I have photographed Kate Moss a fair few times. The first time was probably around 1990, during the Johnny Depp days. I also shot her with Jefferson Hack and many of her other boyfriends, but it was only on official occasions, Topshop launches and things like that.

There was a period when whatever she did, 200 photographers would turn up. For her 33rd birthday, I was asked to cover her party at the Dorchester hotel. Then I got a call saying she was at the Donmar Warehouse theatre watching a matinee of a play with Rhys Ifans in it. “Could I go over there and get a picture of her leaving before arriving at the birthday party?” When I got there, there must have been 200-250 people outside. They had the front door surrounded – photographers, camera crews, fans, you name it. It was absolutely packed. I quickly realised that getting a decent picture was going to be very difficult.

I decided to go back to the birthday party. But on my way to my car, I walked past the back door just in case. I used to photograph Nicole Kidman at the Donmar leaving backstage [when she was in The Blue Room in 1998], and she always came out the same door. As I walked around, the door was open and Moss was sitting there on the stairs. Pete [Doherty, her partner at the time] was standing to the right of the picture. She looked at me, she recognised me because I’ve been photographing her for many years. I started taking the picture. She didn’t react, didn’t say anything.

As she came out, I opened the door of the waiting car as she got in. The photographers were starting to arrive. It sounded like a stampede of horses, 200 guys flying around the corner. They realised they’d been tricked but she was able to take off and nobody was able to follow her and she arrived at her birthday party completely unbothered.

I didn’t shoot the party, I left everybody else to it and I was home by 7.30pm. I edited six images and sent them around the newspapers, went to bed. I got up the next day and was quite surprised to see every single front page had used this picture.

That year, 2007, all the papers were doing “Kate Moss party girl”, “Party girl Kate” stories. I think a lot of people interpret this picture as her being drunk or that it was the early hours of the morning, because the tabloids will always try to sensationalise it. But it couldn’t have been any further from the truth. It was 6.30pm in the evening. If Kate was falling out the door that night blind drunk, it’s not a picture that I’d particularly want to take. I prefer glamorous Kate.

The picture remains popular. Most of the people who bought limited edition prints of it are women, from the age of 16, right up to about 45 or 50. A lot of the young women say that she’s their icon, they look up to her, and I think that this image just captured her right at the peak of her modelling career and fame. I met a Vogue photographer who said he had tried to recreate the image in his studio but it was impossible. He described it as “a cross between a ballerina and Janis Joplin”. That made sense to me. It has got a certain fallen angel quality about it.

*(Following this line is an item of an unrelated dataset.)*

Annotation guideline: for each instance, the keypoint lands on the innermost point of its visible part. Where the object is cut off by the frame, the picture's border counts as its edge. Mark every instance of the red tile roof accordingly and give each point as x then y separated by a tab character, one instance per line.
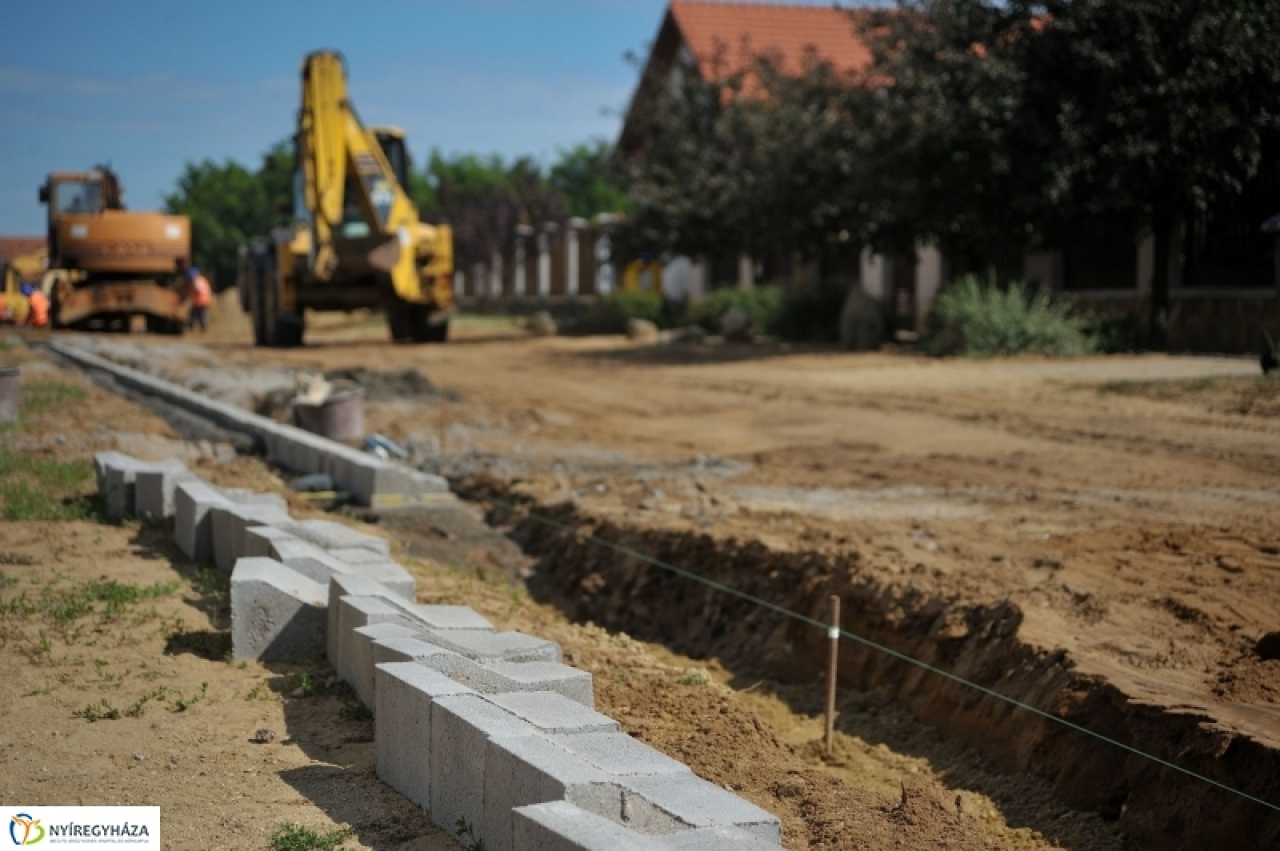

Even though this is the picture that became infamous and the one that seems to just resonate with everyone, it’s not my favourite image from that night. There’s one of her standing up walking towards me. That’s always been my favourite, with her hair blowing in the wind. It’s just an amazing fashion shot.

I’ve been doing celebrity photography for 37 years; it’s changed a lot. I preferred the 90s because there weren’t as many photographers then. I enjoyed going out to work at night, processing and developing my own pictures and dropping them off to picture desks at 6am. That’s how I learned the skills of photography much quicker. If I wasn’t very good, I wasn’t going to be able to eat.

Social media has changed an awful lot. It’s easier for celebrities to promote themselves whereas in the 90s, we were that social media for them. Nothing has changed with regards to celebrities being photographed. I find them all quite receptive, more than happy, because I tend to cover film premieres where they’re there to promote themselves. It goes hand in hand. I’m not going to turn up at their front door two days later. It becomes harassment at that point.

The Big Shot: Photographs by Greg Brennan is published by ACC Art Books.

Greg Brennan’s CV

Born: California, 1973
High point: Having my portrait of the queen enter into the Royal Photographic Collection
Top tip: Never give up on your dreams.